Ross Robertson

Personal information
- Full name: Ross Robertson
- Date of birth: 3 June 1991 (age 35)
- Place of birth: Irvine, Scotland
- Position: Striker

Team information
- Current team: Hurlford United

Youth career
- 2009–2010: Ayr United

Senior career*
- Years: Team / Apps / (Gls)
- 2010–2013: Ayr United / 55 / (4)
- 2013: → Glenafton Athletic (loan) / 16 / (6)
- 2013: Glenafton Athletic / ? / (?)
- 2013–2016: Hurlford United / 133 / (74)
- 2016–2017: Troon / ? / (?)
- 2017–19: Hurlford United / 64 / (32)
- 2022–: Maybole Juniors / ? / (?)

= Ross Robertson (footballer) =

Scottish footballer (born 1991)

Ross Robertson is a Scottish professional footballer who plays for Super League Premier Division side Hurlford United.

He has previously played in the Scottish Football League First Division for Ayr United.

==Career==

===Ayr United===
Robertson signed for Ayr United on the 19 October 2009, making his first team debut on 24 July 2010 as a substitute in the Scottish Challenge Cup. With his Scottish Second Division debut coming on 7 August 2010 against Brechin City. In all, he made 30 appearances scoring two goals during the 2010–11 season helping them win promotion to the First Division via the playoffs whilst playing in a variety of roles, mainly out wide or in his natural position as striker, but also occasionally as a fill-in centre-back.

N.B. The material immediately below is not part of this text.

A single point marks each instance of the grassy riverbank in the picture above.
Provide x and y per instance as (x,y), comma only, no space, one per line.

On 1 June 2012, Ross signed a new one-year deal with Ayr for season 2012–13.

===Glenafton Athletic===
In the search of first-team football after falling out of favour at Ayr, Robertson moved on loan to Junior side Glenafton Athletic in February 2013, and after impressing with six goals in 16 appearances a permanent move followed at the end of that season after his contract at Ayr was not renewed.

===Hurlford United & Troon===
After the Manager who signed him for Glenafton Athletic, Darren Henderson, left New Cumnock for Premier League newcomers Hurlford United, Ross followed suit and signed on at Blair Park in the summer of 2013 alongside fellow Glens players Paul McKenzie and brothers Glen and Danny Mitchell.

Ross signed for Super League Premier Division side Troon on 22 June 2016 after his contract expired at Blair Park, before returning to Hurlford after just one season.